Le cout de la vie, l’inflation, bref le prix à payer pour vivre, «[…] c’est l’enjeu numéro un dans la population canadienne, peu importe la langue dont on parle. Les francophones ne sont pas différents de ça», dit-il.
La population générale s’inquiète au sujet de l’économie et de l’accès au logement, de l’environnement et de l’accès aux soins de santé.
Les francophones en situation minoritaire sondés par le RDÉE ont surtout parlé de cout de la vie, d’inflation, d’accès aux services en santé, de changements climatiques, d’accès au logement et de criminalité comme étant leurs préoccupations principales.
La protection du français arrive en sixième place derrière ces enjeux.
À lire aussi : Budget 2024 : la stratégie de la dernière chance pour les libéraux? (Chronique)
Protection des communautés
De manière générale, 41 % des francophones en situation minoritaire pensent que leurs droits linguistiques sont peu ou pas du tout protégés dans leur région.
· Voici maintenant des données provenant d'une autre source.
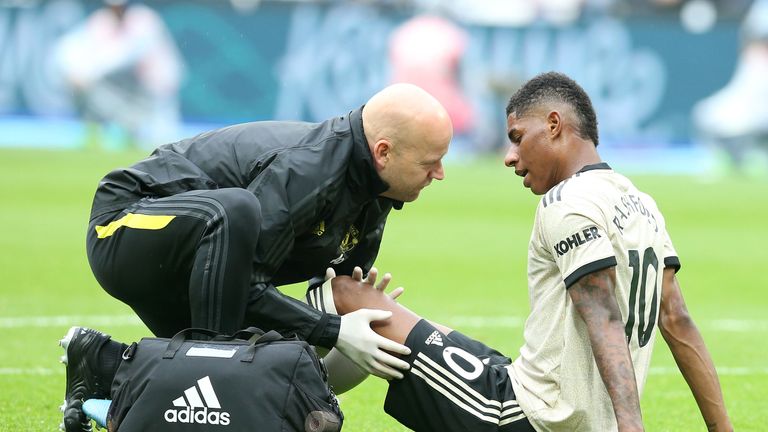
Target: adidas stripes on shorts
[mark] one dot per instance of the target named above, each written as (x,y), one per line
(455,384)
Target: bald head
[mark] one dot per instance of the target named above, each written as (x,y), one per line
(408,132)
(404,114)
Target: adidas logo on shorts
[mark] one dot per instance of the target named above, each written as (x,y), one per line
(193,409)
(434,339)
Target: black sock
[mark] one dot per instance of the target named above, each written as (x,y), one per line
(110,357)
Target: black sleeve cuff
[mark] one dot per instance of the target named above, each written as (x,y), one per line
(673,262)
(326,331)
(589,268)
(315,282)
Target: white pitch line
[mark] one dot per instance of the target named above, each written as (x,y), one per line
(458,322)
(658,370)
(31,371)
(68,321)
(721,325)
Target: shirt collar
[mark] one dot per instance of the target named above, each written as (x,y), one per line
(601,165)
(362,174)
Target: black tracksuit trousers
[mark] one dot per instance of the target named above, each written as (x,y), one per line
(180,261)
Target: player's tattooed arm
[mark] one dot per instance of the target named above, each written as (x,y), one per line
(691,354)
(594,299)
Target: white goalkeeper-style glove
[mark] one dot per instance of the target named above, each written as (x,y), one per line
(370,279)
(366,349)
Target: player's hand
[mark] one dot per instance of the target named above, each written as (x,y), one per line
(367,349)
(357,274)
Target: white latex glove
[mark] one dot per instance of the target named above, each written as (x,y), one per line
(330,273)
(357,274)
(365,348)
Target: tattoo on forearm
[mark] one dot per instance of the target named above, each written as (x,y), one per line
(593,296)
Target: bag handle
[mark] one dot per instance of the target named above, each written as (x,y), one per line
(248,333)
(270,336)
(180,337)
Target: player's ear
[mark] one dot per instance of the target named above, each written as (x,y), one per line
(554,124)
(381,153)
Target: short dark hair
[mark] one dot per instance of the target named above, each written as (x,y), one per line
(556,87)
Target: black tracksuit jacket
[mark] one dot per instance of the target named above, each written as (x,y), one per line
(319,195)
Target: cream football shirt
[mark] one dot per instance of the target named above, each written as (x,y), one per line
(591,221)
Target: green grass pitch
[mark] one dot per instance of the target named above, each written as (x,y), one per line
(460,251)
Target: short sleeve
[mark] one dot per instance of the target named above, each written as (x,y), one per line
(670,254)
(574,232)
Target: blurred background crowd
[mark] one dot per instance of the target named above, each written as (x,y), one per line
(678,85)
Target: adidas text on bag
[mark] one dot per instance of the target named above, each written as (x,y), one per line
(224,384)
(191,408)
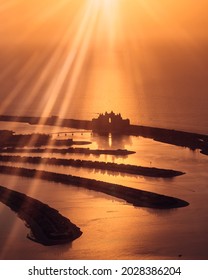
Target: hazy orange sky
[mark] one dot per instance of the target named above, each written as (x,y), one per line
(132,51)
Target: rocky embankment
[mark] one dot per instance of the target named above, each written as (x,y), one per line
(47,225)
(85,151)
(107,166)
(133,196)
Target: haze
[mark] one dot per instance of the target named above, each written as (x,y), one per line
(74,58)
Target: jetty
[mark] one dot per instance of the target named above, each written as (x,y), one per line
(115,124)
(47,225)
(107,166)
(133,196)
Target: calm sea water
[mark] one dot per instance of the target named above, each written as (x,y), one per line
(111,228)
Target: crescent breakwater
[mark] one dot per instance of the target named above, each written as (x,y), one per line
(122,168)
(47,225)
(133,196)
(174,137)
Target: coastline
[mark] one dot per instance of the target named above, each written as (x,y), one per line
(106,166)
(190,140)
(47,225)
(136,197)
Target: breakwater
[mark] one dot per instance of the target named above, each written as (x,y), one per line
(109,166)
(174,137)
(85,151)
(133,196)
(47,225)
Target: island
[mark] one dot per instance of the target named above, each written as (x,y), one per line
(113,123)
(136,197)
(107,166)
(47,225)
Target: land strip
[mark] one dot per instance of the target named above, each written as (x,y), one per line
(85,151)
(174,137)
(121,168)
(133,196)
(47,225)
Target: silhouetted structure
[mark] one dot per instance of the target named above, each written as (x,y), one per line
(110,123)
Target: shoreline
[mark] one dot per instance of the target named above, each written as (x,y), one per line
(120,168)
(85,151)
(47,225)
(190,140)
(135,197)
Mais la majorité constate une amélioration de la protection par rapport aux cinq dernières années.
Yan Plante estime que le contexte y est pour beaucoup. Il y a environ cinq ans, le projet de l’Université de l’Ontario français et la survie du Campus Saint-Jean en Alberta étaient menacés, et un nouveau gouvernement au Nouveau-Brunswick inquiétait les francophones, rappelle-t-il.
«Je pense que les données devant nous démontrent que les gens reconnaissent que dans les cinq dernières années, particulièrement le gouvernement fédéral a fait des avancées avec la modernisation de la Loi sur les langues officielles, un nouveau Plan d’action pour les langues officielles. La mer est plus calme, si on veut.»
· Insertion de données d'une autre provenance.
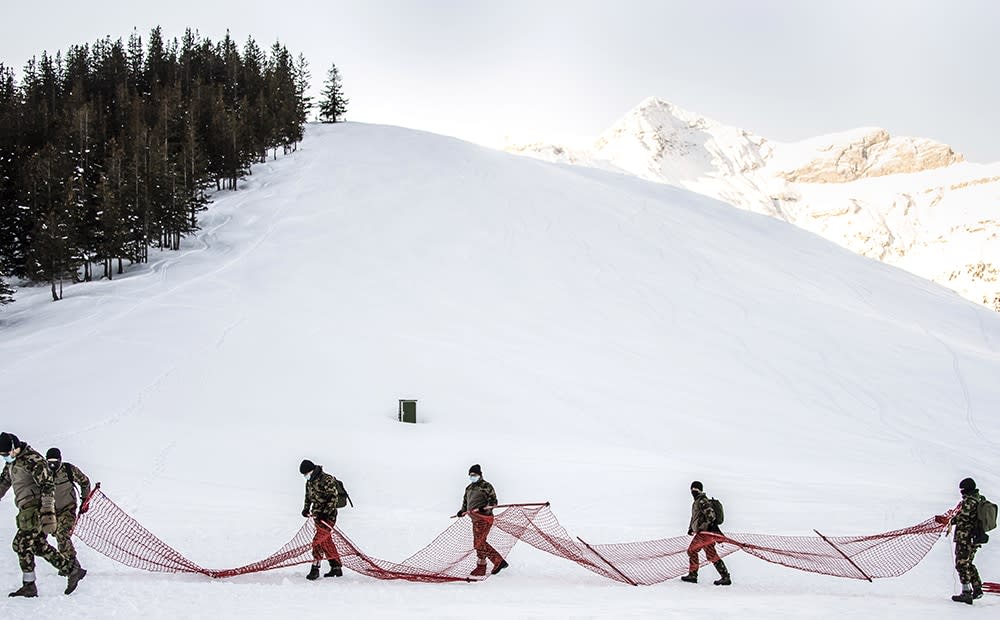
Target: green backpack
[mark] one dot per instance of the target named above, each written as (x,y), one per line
(720,514)
(987,514)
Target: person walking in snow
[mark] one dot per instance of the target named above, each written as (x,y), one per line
(66,477)
(478,503)
(34,495)
(703,519)
(966,524)
(321,501)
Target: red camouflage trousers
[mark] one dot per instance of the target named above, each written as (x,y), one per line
(323,546)
(481,525)
(697,544)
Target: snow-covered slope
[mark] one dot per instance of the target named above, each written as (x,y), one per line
(591,339)
(910,202)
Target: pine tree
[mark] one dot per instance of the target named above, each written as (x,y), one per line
(333,105)
(6,293)
(110,148)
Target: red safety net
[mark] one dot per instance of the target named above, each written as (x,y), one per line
(452,556)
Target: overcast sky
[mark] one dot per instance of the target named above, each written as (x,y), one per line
(483,70)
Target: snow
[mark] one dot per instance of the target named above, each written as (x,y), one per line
(910,202)
(590,338)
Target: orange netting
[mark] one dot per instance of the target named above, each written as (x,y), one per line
(452,555)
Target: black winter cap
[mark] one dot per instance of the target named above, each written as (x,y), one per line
(8,441)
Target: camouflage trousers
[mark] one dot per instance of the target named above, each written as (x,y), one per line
(481,526)
(698,543)
(965,553)
(64,530)
(29,543)
(323,545)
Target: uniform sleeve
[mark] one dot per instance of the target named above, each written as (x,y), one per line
(4,481)
(81,479)
(330,489)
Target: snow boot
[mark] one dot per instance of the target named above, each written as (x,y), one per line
(335,571)
(27,590)
(74,578)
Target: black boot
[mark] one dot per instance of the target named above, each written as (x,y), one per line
(723,579)
(335,571)
(74,577)
(964,597)
(313,573)
(27,590)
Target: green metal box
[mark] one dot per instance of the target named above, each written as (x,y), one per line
(408,411)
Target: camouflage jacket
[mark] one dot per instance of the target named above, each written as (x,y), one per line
(966,521)
(477,495)
(30,476)
(702,515)
(321,495)
(66,477)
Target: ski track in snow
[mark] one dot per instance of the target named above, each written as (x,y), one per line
(591,339)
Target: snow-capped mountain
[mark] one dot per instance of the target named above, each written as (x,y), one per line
(911,202)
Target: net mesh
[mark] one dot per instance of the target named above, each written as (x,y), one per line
(453,555)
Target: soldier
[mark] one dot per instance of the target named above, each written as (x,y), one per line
(966,524)
(67,477)
(321,505)
(703,520)
(478,503)
(34,495)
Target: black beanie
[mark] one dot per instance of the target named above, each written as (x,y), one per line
(8,441)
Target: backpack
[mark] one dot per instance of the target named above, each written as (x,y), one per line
(343,497)
(987,521)
(720,514)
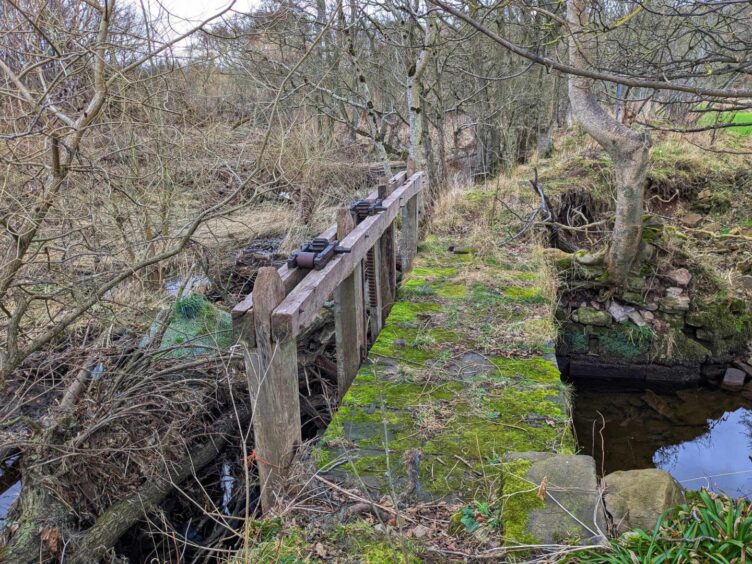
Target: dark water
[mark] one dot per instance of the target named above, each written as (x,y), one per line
(10,487)
(702,436)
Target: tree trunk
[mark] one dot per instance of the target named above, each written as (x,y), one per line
(628,149)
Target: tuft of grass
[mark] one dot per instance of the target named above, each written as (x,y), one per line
(709,528)
(719,118)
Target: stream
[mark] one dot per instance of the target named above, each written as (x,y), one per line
(702,436)
(10,487)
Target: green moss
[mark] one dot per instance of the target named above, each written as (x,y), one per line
(536,369)
(625,340)
(520,499)
(361,542)
(530,295)
(434,273)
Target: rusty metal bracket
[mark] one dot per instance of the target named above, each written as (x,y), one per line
(315,254)
(361,209)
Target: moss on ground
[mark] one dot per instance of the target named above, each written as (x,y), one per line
(519,500)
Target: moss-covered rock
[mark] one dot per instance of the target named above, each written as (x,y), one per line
(592,316)
(196,327)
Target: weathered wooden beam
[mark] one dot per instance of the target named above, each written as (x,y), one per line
(349,318)
(374,285)
(273,380)
(301,305)
(388,261)
(242,313)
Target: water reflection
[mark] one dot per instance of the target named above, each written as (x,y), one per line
(719,460)
(703,437)
(10,487)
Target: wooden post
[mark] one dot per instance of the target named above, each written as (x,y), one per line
(375,294)
(349,319)
(409,233)
(273,380)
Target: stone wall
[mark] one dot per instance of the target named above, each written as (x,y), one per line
(658,331)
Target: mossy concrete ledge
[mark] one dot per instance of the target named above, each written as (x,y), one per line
(461,376)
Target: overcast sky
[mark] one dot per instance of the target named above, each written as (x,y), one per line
(186,13)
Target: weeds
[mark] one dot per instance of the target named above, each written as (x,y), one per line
(710,528)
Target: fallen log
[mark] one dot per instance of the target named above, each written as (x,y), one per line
(43,520)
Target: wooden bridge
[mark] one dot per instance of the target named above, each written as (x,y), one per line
(285,301)
(459,398)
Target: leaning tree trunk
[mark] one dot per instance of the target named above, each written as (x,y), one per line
(628,149)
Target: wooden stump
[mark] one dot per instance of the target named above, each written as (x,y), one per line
(273,381)
(349,318)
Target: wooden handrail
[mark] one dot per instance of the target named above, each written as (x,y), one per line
(301,305)
(286,302)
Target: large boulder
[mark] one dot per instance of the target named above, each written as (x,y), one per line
(592,316)
(636,499)
(565,506)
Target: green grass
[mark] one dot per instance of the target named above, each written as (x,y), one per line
(714,118)
(710,528)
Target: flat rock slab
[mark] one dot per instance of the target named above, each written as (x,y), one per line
(734,378)
(458,377)
(635,499)
(571,509)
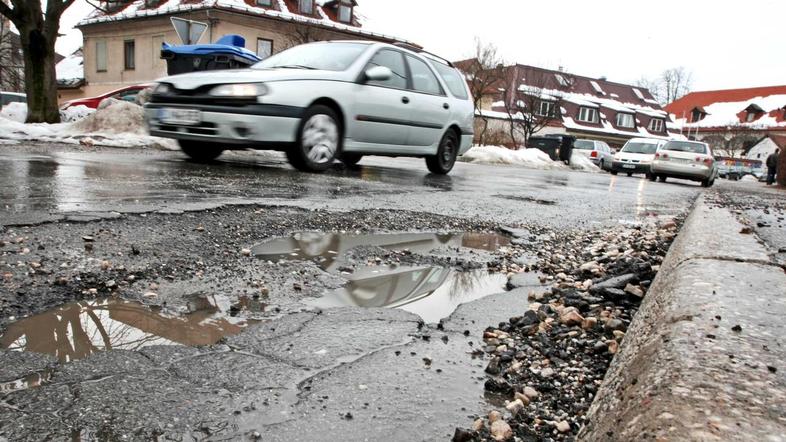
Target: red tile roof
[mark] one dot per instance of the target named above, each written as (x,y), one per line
(705,98)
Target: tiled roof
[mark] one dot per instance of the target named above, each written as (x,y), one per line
(281,10)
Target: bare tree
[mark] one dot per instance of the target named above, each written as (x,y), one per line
(38,31)
(531,106)
(12,71)
(484,73)
(671,85)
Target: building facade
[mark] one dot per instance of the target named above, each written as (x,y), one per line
(732,121)
(558,102)
(122,44)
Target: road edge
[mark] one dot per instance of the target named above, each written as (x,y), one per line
(695,361)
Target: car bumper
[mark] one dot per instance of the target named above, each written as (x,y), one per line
(254,124)
(690,171)
(619,166)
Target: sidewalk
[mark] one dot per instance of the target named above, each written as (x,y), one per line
(705,357)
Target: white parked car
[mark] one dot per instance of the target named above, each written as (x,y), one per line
(690,160)
(320,102)
(636,156)
(598,152)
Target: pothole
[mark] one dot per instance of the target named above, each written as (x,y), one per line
(326,248)
(432,293)
(78,329)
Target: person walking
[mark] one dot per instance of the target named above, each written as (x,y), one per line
(772,167)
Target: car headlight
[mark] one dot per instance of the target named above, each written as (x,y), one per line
(239,90)
(162,89)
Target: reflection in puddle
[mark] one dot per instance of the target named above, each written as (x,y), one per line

Quant à l’avenir de leurs communautés, les sondés sont ambivalents : 5 % sont très pessimistes, 19 % plutôt pessimistes, 27 % plutôt optimistes et 14 % très optimistes.
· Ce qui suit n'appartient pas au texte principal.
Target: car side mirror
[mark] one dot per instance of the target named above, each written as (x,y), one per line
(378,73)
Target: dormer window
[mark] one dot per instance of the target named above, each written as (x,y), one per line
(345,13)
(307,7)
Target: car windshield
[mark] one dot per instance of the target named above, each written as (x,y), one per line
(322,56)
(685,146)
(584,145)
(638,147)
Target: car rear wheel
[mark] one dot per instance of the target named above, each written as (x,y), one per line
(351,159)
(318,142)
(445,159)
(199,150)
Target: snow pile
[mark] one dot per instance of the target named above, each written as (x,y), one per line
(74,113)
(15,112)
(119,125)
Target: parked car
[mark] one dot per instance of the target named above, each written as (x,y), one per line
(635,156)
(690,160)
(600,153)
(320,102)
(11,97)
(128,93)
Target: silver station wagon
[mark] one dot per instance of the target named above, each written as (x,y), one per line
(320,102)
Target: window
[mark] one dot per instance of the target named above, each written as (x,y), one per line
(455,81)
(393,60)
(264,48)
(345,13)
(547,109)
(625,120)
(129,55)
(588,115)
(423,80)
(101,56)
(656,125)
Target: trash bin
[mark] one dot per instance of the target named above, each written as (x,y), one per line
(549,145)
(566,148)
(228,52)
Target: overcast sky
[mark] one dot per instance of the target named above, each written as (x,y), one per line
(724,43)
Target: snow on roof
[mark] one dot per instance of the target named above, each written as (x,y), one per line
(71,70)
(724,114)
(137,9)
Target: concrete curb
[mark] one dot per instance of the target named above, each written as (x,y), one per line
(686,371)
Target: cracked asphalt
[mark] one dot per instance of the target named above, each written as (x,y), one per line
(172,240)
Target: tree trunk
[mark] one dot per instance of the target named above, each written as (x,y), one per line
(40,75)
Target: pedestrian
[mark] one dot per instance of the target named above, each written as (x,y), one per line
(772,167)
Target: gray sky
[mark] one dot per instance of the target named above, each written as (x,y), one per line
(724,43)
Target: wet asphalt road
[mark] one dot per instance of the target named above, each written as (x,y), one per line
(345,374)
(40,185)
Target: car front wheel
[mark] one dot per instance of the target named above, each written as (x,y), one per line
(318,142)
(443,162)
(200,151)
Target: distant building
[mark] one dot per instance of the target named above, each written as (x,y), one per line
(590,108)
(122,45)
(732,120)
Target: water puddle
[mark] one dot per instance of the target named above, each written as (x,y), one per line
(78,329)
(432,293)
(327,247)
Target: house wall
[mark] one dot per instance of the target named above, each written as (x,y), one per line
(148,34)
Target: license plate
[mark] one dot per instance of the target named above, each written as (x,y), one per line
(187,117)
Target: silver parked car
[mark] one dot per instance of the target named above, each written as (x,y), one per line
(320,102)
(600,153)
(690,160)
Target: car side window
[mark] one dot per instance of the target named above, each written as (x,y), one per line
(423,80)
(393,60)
Si la majorité des personnes interrogées reste partagée sur l’aide gouvernementale pour le développement économique de leurs communautés, 18 % estiment que le gouvernement fédéral en fait trop et 17 % pensent de même pour les gouvernements provinciaux.
D’ailleurs, selon 15 % des répondants, ce n’est pas aux gouvernements d’assurer la vitalité économique des communautés.
À lire aussi : Les finances des organismes francophones toujours dans le rouge
Il reste que l’accès aux services en français demeure difficile. Les loisirs, les évènements culturels, les lieux touristiques et les services sociaux et de santé sont des secteurs auxquels une proportion significative de francophones peine à accéder dans leur langue.
Néanmoins, ces données n’illustrent pas forcément un déclin dans l’offre des services. Par exemple, 60 écoles élémentaires et secondaires francophones en milieu minoritaire ont été créées entre 2016 et 2021.
Les vestiges de la pandémie
Quatre-vingt-deux pour cent des répondants estiment que les entreprises francophones sont essentielles à la survie de la langue française dans leurs régions.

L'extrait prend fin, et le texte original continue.